North Indian Inscriptions
INSCRIPTIONS OF THE KALACHURIS OF SARAYUPARA
No. 73; PLATE LXI
THE stone slab which bears the subjoined inscription was discovered by Mr A. C. L. Carlleyle in 1875-76 at the Buddhist ruins near Kasiā (lat. 260 45' N., long. 830 55' E.), the ancient Kuśanagara, where Gautama Buddha entered the Mahāparinirvāna1 ‘The exact spot where the discovery was made was on the south side of the doorway of the brick-shrine in which the large blackstone image of the Buddha, locally known as Māthā Kũar was originally enshrined’2. The inscription was first noticed by Dr. Kielhorn, from estampages supplied to him, in his Epigraphic Notes in Nachrichten von der Königl. Gesellschaft der Wissenschaften ⱬu Göttingen Phil.-historische Klasse, 1903, pp. 300-303. It was next edited from the original stone, with a lithograph and a translation, by Rai Bahadur Daya Ram Sahni in the Epigraphia Indica, Vol. XVIII, pp. 128 ff. It is edited here from excellent estampages which I owe to the kindness of the Curator of the Lucknow Museum,where the slab has since been deposited.
The slab which is of the blue stone variety from the Gaya district measures 3' 1/2 " in breadth and 1' 51/2 " in height. The inscription is fragmentary. The extant writing covers a space 2' 101/2 " broad by 1' 21/2 " high, and contains 24 lines. Nothing is of course lost at the top. On the proper right and particularly on the left, especially in 11. 10-24, a large number of letters have been completely damaged owing to the peeling off of the surface of the stone. Besides, one or two lines have been damaged at the bottom, which is much to be regretted; for the lost portion most have contained some more historical information as well as particulars about the object of the inscription. The size of the letters varies from 3/8" to 5/8". The letters are larger and more sparsely written in the first five lines. They gradually decrease in size and are more compressed in subsequent lines.
The characters are of the Nāgarī alphabet. R.B. Sahni assigned the inscription
to the 11th or 12th century A.C. In my opinion it is somewhat earlier as it shows
the following palæographic characteristics:—(1) The mātrā for the medialē and one
of the constituents of the medial ai, ō and au appear as small curves added to the left of the
top line of the consonant. They have not yet developed into full-fledged Pŗishţhamātrās ; (2) the medial u is shown by a small serif at the bottom of the vertical; see, e.g. sudhīḥ and
sphuţa-, both in 1.8; (3) the left limb of dh and kh, the tail of h and the vertical at the top
of ţh have not yet been developed as in the Nāgarī alphabet of the 12th century and the loop
in the right limb of kh is open in some places; see, e.g.,-nidhih 1.4, khyāta-, 1.13, śikhari- l.16, and haţhakŗit-, 1.3; (4) ph presents transitional forms; see, e.g., the archaic form in
muktā-phalaih, 1.20, and the later one in sphuţa-, 1.8. In many respects the present inscription resembles the Bilhāri stone inscription of Yuvarājadēva II. On the evidence of Palæography
I would, therefore, assign the record to the 10th cen.
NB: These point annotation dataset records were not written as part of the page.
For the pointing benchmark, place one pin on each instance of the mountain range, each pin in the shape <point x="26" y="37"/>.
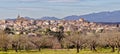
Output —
<point x="105" y="16"/>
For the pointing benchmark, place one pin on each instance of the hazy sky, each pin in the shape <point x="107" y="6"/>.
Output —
<point x="57" y="8"/>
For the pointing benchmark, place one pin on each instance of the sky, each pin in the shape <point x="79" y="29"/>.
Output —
<point x="57" y="8"/>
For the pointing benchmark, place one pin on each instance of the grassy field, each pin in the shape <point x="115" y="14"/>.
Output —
<point x="60" y="51"/>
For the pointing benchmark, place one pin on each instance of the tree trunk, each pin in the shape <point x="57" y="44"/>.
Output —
<point x="118" y="49"/>
<point x="77" y="48"/>
<point x="39" y="48"/>
<point x="19" y="48"/>
<point x="5" y="48"/>
<point x="16" y="50"/>
<point x="94" y="48"/>
<point x="113" y="48"/>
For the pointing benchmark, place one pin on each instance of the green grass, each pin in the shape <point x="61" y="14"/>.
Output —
<point x="60" y="51"/>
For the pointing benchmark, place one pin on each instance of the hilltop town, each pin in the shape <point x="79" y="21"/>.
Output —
<point x="23" y="25"/>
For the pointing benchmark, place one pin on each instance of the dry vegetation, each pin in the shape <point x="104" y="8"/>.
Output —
<point x="64" y="41"/>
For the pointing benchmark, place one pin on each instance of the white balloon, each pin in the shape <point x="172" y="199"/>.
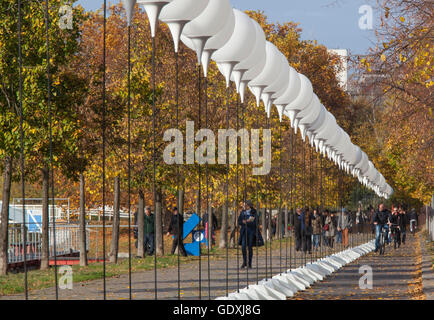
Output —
<point x="302" y="100"/>
<point x="129" y="9"/>
<point x="209" y="23"/>
<point x="268" y="74"/>
<point x="178" y="13"/>
<point x="255" y="60"/>
<point x="153" y="9"/>
<point x="239" y="45"/>
<point x="278" y="87"/>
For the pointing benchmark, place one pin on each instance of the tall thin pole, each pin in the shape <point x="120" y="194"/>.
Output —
<point x="154" y="169"/>
<point x="199" y="178"/>
<point x="23" y="192"/>
<point x="103" y="148"/>
<point x="47" y="21"/>
<point x="177" y="166"/>
<point x="227" y="194"/>
<point x="129" y="163"/>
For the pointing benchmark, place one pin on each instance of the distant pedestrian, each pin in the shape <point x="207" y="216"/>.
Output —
<point x="176" y="228"/>
<point x="214" y="226"/>
<point x="316" y="229"/>
<point x="344" y="224"/>
<point x="249" y="234"/>
<point x="149" y="225"/>
<point x="330" y="229"/>
<point x="298" y="223"/>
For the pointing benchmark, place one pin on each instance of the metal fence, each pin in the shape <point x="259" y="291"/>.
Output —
<point x="430" y="220"/>
<point x="67" y="242"/>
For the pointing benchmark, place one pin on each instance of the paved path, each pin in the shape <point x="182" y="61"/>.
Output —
<point x="143" y="282"/>
<point x="427" y="269"/>
<point x="396" y="275"/>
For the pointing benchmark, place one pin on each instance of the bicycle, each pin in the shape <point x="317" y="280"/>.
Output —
<point x="396" y="236"/>
<point x="413" y="226"/>
<point x="383" y="236"/>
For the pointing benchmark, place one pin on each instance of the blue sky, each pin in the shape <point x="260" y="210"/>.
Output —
<point x="334" y="23"/>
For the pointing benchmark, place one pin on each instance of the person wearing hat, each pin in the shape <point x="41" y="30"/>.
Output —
<point x="247" y="220"/>
<point x="176" y="228"/>
<point x="344" y="223"/>
<point x="149" y="225"/>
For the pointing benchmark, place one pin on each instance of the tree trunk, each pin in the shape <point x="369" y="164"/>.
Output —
<point x="45" y="254"/>
<point x="224" y="227"/>
<point x="233" y="219"/>
<point x="286" y="222"/>
<point x="181" y="194"/>
<point x="279" y="224"/>
<point x="210" y="212"/>
<point x="264" y="224"/>
<point x="83" y="249"/>
<point x="269" y="224"/>
<point x="114" y="249"/>
<point x="159" y="245"/>
<point x="141" y="225"/>
<point x="4" y="217"/>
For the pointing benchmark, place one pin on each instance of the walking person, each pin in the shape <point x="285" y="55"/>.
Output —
<point x="247" y="220"/>
<point x="149" y="226"/>
<point x="330" y="229"/>
<point x="176" y="229"/>
<point x="339" y="232"/>
<point x="413" y="218"/>
<point x="213" y="228"/>
<point x="344" y="223"/>
<point x="316" y="229"/>
<point x="324" y="216"/>
<point x="404" y="222"/>
<point x="298" y="223"/>
<point x="307" y="231"/>
<point x="359" y="221"/>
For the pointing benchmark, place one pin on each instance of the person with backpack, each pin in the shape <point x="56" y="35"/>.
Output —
<point x="330" y="230"/>
<point x="176" y="228"/>
<point x="248" y="220"/>
<point x="316" y="229"/>
<point x="298" y="223"/>
<point x="307" y="231"/>
<point x="413" y="218"/>
<point x="344" y="224"/>
<point x="380" y="220"/>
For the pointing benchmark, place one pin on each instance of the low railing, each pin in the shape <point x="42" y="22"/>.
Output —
<point x="67" y="242"/>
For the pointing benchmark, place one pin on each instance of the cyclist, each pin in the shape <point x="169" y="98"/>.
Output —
<point x="381" y="218"/>
<point x="413" y="220"/>
<point x="395" y="226"/>
<point x="404" y="223"/>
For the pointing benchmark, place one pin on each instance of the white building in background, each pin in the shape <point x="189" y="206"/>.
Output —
<point x="343" y="74"/>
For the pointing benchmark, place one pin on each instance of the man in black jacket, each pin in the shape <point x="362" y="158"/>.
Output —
<point x="298" y="229"/>
<point x="380" y="220"/>
<point x="404" y="222"/>
<point x="412" y="217"/>
<point x="176" y="228"/>
<point x="247" y="221"/>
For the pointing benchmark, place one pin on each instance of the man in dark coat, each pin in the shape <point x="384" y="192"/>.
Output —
<point x="298" y="227"/>
<point x="380" y="220"/>
<point x="214" y="225"/>
<point x="176" y="228"/>
<point x="247" y="220"/>
<point x="149" y="226"/>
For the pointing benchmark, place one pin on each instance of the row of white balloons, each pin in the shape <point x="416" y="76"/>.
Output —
<point x="238" y="45"/>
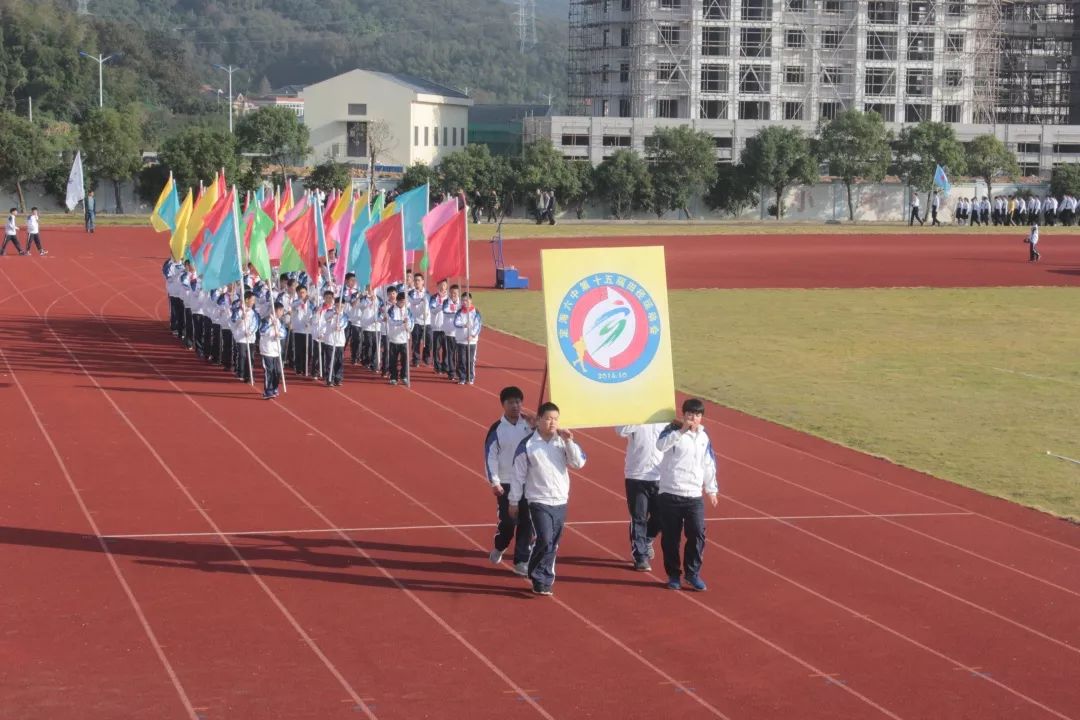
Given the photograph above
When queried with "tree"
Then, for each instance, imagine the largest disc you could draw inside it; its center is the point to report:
(622, 179)
(274, 133)
(922, 148)
(417, 175)
(329, 174)
(855, 145)
(683, 164)
(733, 190)
(778, 158)
(110, 143)
(1065, 180)
(24, 153)
(198, 154)
(988, 158)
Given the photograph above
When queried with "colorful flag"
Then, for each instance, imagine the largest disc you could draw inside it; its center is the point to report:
(447, 247)
(386, 241)
(179, 234)
(77, 189)
(609, 354)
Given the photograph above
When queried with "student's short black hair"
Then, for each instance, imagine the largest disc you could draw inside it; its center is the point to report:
(693, 405)
(511, 393)
(545, 408)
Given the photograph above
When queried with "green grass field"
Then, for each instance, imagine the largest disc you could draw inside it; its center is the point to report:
(972, 385)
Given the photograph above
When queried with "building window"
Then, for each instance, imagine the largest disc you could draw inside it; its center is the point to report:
(829, 110)
(920, 46)
(753, 110)
(667, 108)
(355, 134)
(757, 10)
(882, 12)
(880, 45)
(888, 112)
(714, 78)
(880, 81)
(714, 110)
(754, 78)
(670, 35)
(715, 10)
(755, 42)
(918, 83)
(916, 112)
(715, 42)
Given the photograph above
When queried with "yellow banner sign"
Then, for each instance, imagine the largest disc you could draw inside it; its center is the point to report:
(609, 353)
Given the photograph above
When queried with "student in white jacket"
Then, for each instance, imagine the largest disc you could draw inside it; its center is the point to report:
(687, 471)
(643, 489)
(542, 478)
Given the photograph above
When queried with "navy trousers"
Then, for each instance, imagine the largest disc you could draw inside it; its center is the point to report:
(680, 515)
(548, 524)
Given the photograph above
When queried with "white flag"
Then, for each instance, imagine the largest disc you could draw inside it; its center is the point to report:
(76, 190)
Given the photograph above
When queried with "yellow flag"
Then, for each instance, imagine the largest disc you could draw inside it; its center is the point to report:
(178, 241)
(609, 354)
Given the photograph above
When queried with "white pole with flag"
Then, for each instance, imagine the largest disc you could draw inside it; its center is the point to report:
(76, 189)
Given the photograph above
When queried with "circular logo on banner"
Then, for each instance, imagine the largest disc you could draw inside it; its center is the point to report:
(608, 327)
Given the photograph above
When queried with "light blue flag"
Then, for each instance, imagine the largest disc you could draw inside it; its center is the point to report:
(942, 180)
(223, 267)
(414, 205)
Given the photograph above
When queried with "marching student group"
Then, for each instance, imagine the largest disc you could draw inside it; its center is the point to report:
(309, 326)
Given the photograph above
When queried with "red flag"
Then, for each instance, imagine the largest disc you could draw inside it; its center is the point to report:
(387, 244)
(446, 249)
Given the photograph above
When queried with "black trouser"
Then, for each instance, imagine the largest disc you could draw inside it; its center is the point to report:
(439, 350)
(510, 528)
(680, 515)
(271, 375)
(421, 335)
(548, 525)
(399, 364)
(467, 362)
(244, 354)
(333, 362)
(226, 348)
(11, 239)
(644, 516)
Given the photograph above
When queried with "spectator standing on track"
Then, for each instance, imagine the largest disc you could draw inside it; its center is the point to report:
(541, 477)
(11, 233)
(502, 440)
(642, 475)
(687, 471)
(34, 232)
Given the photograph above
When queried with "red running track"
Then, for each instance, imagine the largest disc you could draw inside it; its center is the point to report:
(177, 547)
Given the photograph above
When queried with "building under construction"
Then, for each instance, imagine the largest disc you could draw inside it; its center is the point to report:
(731, 66)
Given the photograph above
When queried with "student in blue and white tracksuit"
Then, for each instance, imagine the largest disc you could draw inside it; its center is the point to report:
(502, 440)
(643, 489)
(687, 471)
(541, 477)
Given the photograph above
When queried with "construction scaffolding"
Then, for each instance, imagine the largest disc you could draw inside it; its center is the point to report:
(949, 60)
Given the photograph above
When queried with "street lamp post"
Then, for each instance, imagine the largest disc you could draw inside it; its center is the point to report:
(229, 70)
(100, 59)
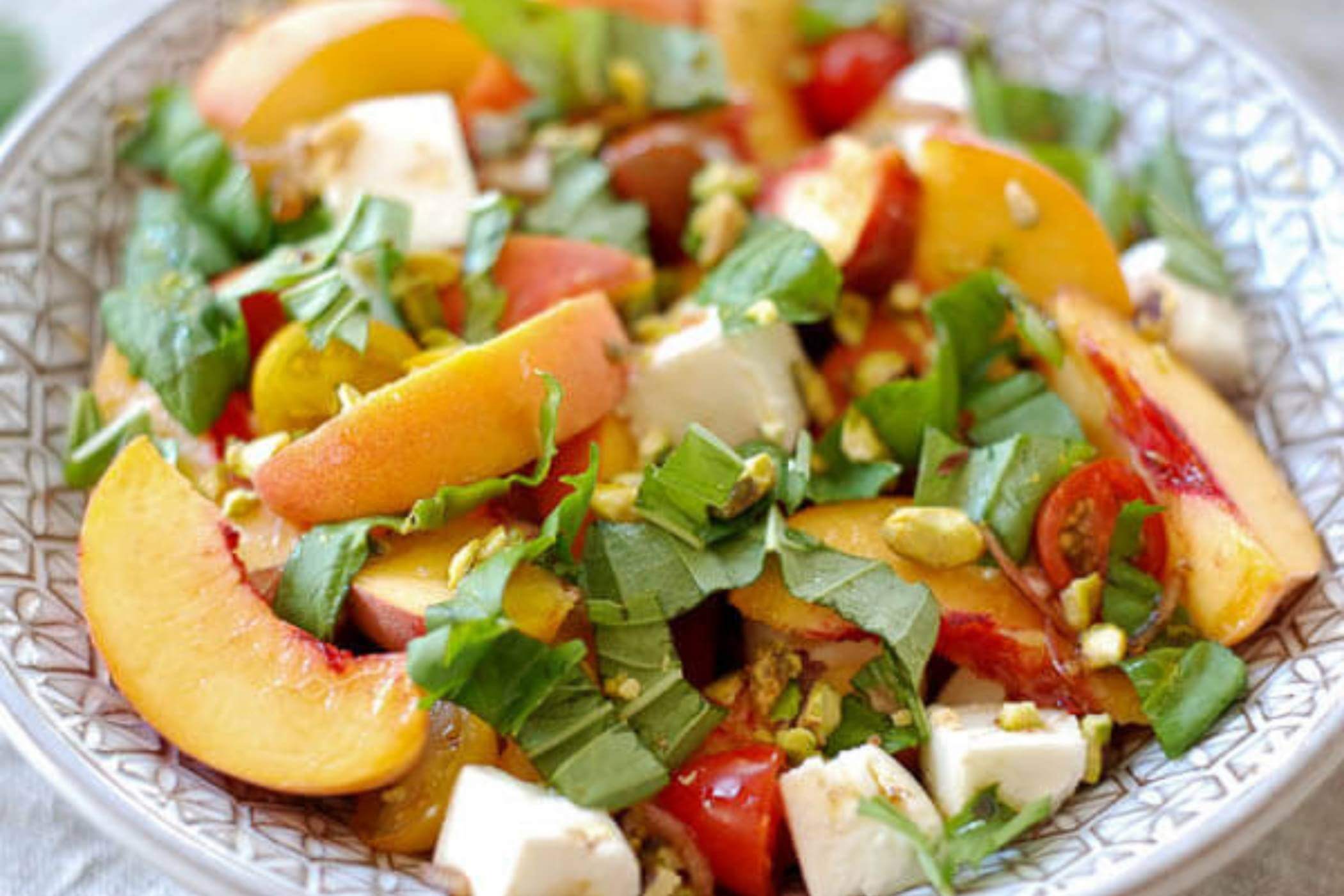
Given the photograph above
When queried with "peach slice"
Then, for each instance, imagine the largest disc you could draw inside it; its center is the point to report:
(987, 625)
(986, 206)
(308, 61)
(758, 39)
(1240, 539)
(460, 419)
(392, 593)
(175, 618)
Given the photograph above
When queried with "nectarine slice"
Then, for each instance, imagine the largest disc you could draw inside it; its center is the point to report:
(986, 206)
(392, 593)
(205, 661)
(987, 625)
(308, 61)
(460, 419)
(1241, 541)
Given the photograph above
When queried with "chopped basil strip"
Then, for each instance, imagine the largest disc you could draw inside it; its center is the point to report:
(90, 446)
(1025, 113)
(175, 140)
(566, 56)
(191, 348)
(695, 479)
(1172, 212)
(582, 206)
(487, 228)
(1183, 691)
(1000, 484)
(778, 264)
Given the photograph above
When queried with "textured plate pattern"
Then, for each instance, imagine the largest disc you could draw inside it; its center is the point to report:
(1269, 173)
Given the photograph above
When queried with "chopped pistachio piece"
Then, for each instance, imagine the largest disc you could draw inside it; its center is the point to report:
(740, 180)
(859, 441)
(850, 321)
(1081, 600)
(1097, 730)
(878, 369)
(1104, 645)
(614, 501)
(797, 743)
(1020, 716)
(822, 711)
(941, 538)
(245, 458)
(239, 503)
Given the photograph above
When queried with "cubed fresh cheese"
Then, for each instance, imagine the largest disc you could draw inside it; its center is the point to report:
(514, 838)
(965, 687)
(968, 751)
(937, 78)
(408, 148)
(1206, 331)
(843, 853)
(738, 386)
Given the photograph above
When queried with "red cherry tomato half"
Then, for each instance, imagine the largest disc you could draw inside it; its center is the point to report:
(1074, 525)
(732, 804)
(849, 72)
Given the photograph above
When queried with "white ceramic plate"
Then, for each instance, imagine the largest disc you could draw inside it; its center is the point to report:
(1270, 175)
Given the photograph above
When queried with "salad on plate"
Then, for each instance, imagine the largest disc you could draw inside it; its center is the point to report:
(667, 446)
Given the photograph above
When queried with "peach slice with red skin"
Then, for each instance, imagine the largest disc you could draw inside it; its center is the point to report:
(987, 625)
(390, 595)
(173, 617)
(986, 206)
(310, 61)
(1241, 541)
(861, 205)
(463, 418)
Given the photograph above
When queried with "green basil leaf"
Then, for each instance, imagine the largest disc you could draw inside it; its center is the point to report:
(1098, 180)
(778, 264)
(1025, 113)
(695, 479)
(635, 645)
(1000, 484)
(1185, 691)
(487, 228)
(175, 336)
(173, 140)
(18, 70)
(843, 480)
(986, 825)
(167, 236)
(1172, 214)
(582, 206)
(90, 446)
(822, 19)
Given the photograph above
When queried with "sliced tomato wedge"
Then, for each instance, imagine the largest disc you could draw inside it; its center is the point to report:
(732, 804)
(1077, 520)
(849, 72)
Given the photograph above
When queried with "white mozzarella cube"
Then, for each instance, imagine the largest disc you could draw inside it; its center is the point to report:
(937, 78)
(738, 386)
(1206, 331)
(842, 852)
(408, 148)
(514, 838)
(965, 687)
(968, 751)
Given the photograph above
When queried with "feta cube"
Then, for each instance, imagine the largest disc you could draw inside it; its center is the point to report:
(408, 148)
(844, 853)
(514, 838)
(738, 386)
(968, 751)
(1206, 331)
(965, 687)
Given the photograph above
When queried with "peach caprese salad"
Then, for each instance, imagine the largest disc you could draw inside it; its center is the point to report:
(666, 446)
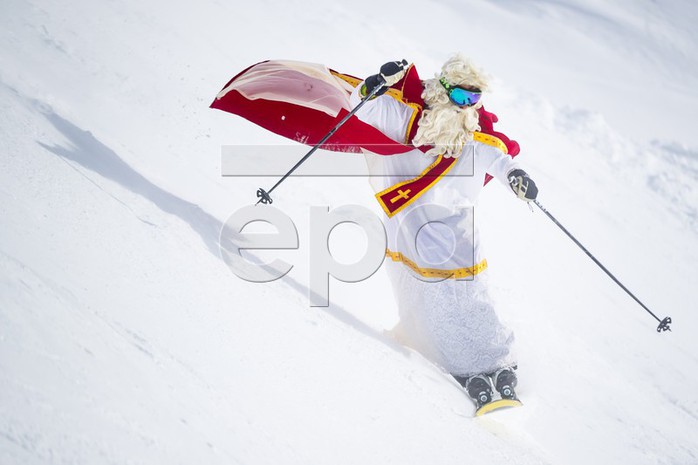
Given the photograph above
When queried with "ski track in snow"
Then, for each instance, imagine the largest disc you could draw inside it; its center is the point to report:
(124, 338)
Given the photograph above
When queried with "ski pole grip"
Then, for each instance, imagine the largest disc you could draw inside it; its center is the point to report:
(664, 325)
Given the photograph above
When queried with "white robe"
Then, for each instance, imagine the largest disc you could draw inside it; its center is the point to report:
(450, 321)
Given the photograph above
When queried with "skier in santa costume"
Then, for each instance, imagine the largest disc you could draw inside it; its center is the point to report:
(435, 260)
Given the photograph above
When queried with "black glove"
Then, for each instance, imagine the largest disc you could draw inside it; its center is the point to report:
(522, 185)
(390, 74)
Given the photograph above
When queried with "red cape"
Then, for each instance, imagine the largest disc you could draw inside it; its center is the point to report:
(304, 101)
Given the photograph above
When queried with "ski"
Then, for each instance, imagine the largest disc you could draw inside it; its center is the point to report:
(497, 405)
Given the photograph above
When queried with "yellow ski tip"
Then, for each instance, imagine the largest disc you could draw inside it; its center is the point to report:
(496, 405)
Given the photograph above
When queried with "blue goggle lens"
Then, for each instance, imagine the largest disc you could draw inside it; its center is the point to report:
(463, 97)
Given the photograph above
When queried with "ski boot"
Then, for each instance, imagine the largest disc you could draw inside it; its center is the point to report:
(504, 381)
(479, 389)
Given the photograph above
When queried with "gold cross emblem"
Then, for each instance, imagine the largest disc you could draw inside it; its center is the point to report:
(401, 195)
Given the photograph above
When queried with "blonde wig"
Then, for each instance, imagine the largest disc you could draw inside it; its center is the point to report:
(444, 125)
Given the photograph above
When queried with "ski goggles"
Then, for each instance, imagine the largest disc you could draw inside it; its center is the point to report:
(460, 95)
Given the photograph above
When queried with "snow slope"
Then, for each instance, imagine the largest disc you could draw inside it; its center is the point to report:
(124, 338)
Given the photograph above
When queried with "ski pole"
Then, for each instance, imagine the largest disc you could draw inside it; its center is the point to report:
(663, 324)
(264, 196)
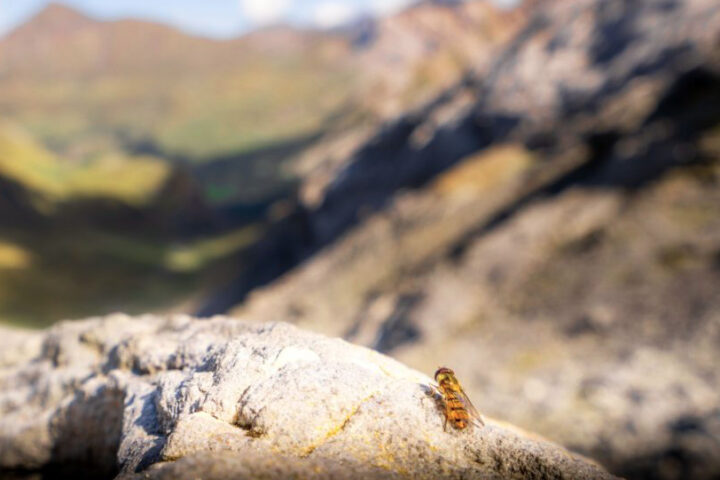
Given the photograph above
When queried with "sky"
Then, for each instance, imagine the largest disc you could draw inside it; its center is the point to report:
(214, 18)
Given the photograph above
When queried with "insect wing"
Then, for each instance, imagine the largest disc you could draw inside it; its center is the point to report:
(475, 416)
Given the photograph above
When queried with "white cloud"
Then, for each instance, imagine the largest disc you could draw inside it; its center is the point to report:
(264, 12)
(332, 14)
(388, 7)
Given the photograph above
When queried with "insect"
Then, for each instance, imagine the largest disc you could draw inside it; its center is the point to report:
(459, 410)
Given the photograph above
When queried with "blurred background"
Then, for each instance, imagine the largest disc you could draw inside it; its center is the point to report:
(526, 192)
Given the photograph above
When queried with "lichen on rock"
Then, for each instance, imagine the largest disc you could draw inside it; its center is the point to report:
(175, 397)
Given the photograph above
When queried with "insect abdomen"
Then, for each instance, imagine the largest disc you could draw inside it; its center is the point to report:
(455, 409)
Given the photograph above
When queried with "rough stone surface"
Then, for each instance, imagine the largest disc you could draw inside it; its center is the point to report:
(176, 397)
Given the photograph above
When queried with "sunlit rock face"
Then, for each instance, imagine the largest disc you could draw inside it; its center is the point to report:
(173, 396)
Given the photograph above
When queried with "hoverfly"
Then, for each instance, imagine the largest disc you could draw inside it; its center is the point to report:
(458, 408)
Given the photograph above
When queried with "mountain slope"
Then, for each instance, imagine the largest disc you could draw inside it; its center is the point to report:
(550, 229)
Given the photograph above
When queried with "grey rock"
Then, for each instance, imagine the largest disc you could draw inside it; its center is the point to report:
(177, 397)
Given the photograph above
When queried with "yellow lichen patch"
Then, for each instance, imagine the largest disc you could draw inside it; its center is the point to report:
(337, 428)
(13, 256)
(484, 171)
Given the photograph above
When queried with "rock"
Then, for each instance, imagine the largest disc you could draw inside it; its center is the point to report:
(177, 397)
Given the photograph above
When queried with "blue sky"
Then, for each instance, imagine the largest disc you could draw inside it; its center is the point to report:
(218, 18)
(215, 18)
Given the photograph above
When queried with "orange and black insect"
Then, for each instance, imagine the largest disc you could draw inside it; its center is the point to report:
(459, 410)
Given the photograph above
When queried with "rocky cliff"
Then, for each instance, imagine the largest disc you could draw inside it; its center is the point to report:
(153, 397)
(551, 225)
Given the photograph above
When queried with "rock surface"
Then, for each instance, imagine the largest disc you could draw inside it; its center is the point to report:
(176, 397)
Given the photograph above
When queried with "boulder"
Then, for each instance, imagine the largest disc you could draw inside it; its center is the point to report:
(178, 397)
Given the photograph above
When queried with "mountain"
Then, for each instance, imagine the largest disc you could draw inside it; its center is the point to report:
(547, 226)
(148, 160)
(96, 86)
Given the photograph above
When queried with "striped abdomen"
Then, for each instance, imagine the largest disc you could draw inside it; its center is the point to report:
(455, 409)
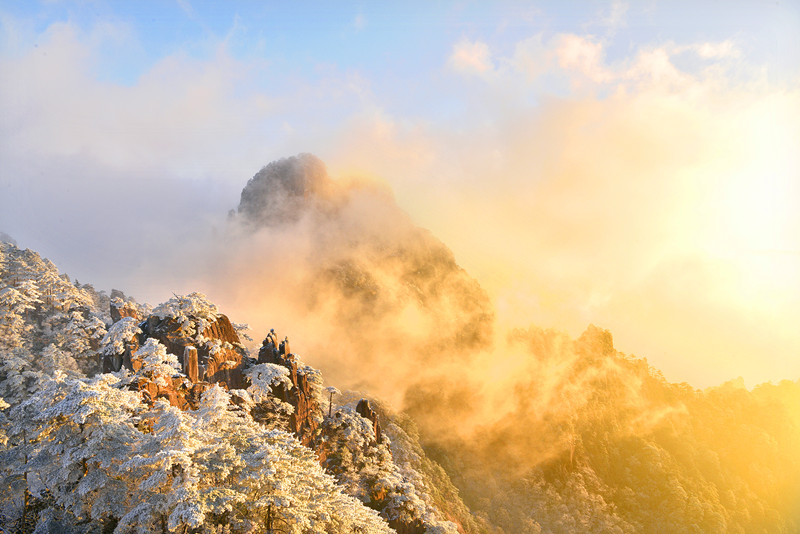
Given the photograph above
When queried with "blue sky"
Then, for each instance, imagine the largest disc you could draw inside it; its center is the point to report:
(628, 164)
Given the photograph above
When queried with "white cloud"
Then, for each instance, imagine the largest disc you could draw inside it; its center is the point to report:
(471, 57)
A. C The language is Sanskrit,
1This identification is established beyond doubt by the discovery, in the stūpa, of a copper-plate
inscription containing besides certain sūtras the words [Pari]nirvāṇachaityē tāmra-paṭṭaiti. . Some Mahā-
parinirvāṇa clay seals have also been discovered there. For the excavations at Kasiā, see A. R. A. S. I. for 1910-11, pp. 63 ff. and for 1911-12, pp. 134 ff.